6) I really don't care if he's the only kid at that level with ASD--they have the supports in place at that school for him anyway and
7) there will be at least 3 more kids dx'ed in his class by 2nd grade if current trends hold.
So. I will humor them and see this other placement. But my mind is made up.
They will have to knock my socks clean into the washing machine and turn the damn thing on to change my mind.
Nic had a good couple weeks despite having had a sub in school. Yesterday he came home and asked to go to the local 'fountain store' (mall) for elevator adventures, and we somehow managed to be there for three hours. (Well, the new UP books were at the bookstore and they had to read every last one of them....) Dh brought home pizza, and we arrived almost exactly the same time he did, so that worked out all right.
We did a post mortem of the IEP after the kids left the table, and as usual he called me 'strident', 'unyielding', 'stubborn', and all the usual flattering things post IEP meeting. He didn't have anything to say, which was probably good, because every one has learned to fear him opening his mouth at these meetings, and G's teacher was there to back me up on all the points I disagreed with in the evaluation report.
It was a good meeting, but I will think it brilliant once I have the NOREP with the placement I want and with the services G needs in it.

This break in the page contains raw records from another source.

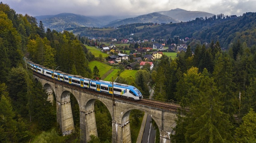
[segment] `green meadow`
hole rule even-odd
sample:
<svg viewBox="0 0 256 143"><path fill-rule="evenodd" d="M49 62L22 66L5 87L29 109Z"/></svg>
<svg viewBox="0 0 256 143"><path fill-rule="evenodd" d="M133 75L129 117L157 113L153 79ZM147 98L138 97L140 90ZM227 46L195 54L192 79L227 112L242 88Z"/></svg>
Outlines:
<svg viewBox="0 0 256 143"><path fill-rule="evenodd" d="M93 61L89 62L89 67L92 72L93 71L93 68L95 66L97 66L97 67L99 70L99 74L100 76L101 77L107 73L111 68L111 66L105 64L101 62L98 61Z"/></svg>
<svg viewBox="0 0 256 143"><path fill-rule="evenodd" d="M99 57L100 54L101 54L102 55L102 57L104 59L105 59L105 57L109 56L109 55L108 54L102 53L100 50L99 50L99 49L97 49L95 47L91 47L87 45L86 45L85 47L87 49L89 50L89 51L92 52L92 53L94 55L95 57Z"/></svg>
<svg viewBox="0 0 256 143"><path fill-rule="evenodd" d="M171 57L172 59L176 58L177 55L177 53L175 52L163 52L163 53L168 57Z"/></svg>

Okay, much to do around here, so may as well get to it. Going up to MIL's for dinner and so far no suggestion of her coming back with us. I had to meet BIL and wife in town to notarize some paperwork or other at the Italian consulate. Talk was stilted. I think they blame me for a lot of stuff, starting with my kids' issues and ending with DH's relative estrangement from them.
I already said that I am NOT managing the latter--DH is, and whatever his relationship is or isn't with BIL or MIL is not my doing. That DH has chosen me is the beginning and end of discussion. He had to see some things on his own and make his own decisions about how to handle it/them.
I don't get a vote in those matters--nor should I.
So am I feeling some guilt? No, guilt's not the right word. Regret maybe. Regret that everything they do is SO either-or, no room for compromise, really no room for anyone but them. If you are not for them, you are against them, so they think.
You know, life is REALLY not that simple.
But they are. And we have to live with that.
On a cheerier note, my buddy from Maryland invited us down to her digs when school lets out. We have Nic's first CYO breakfast tomorrow, and he's coming out with me this am for breakfast and errands with a friend. G is going to tee-ball with DH, then we'll all meet up to go swimming and have lunch after.
And I signed the boys up for tennis. I think we're doing ok.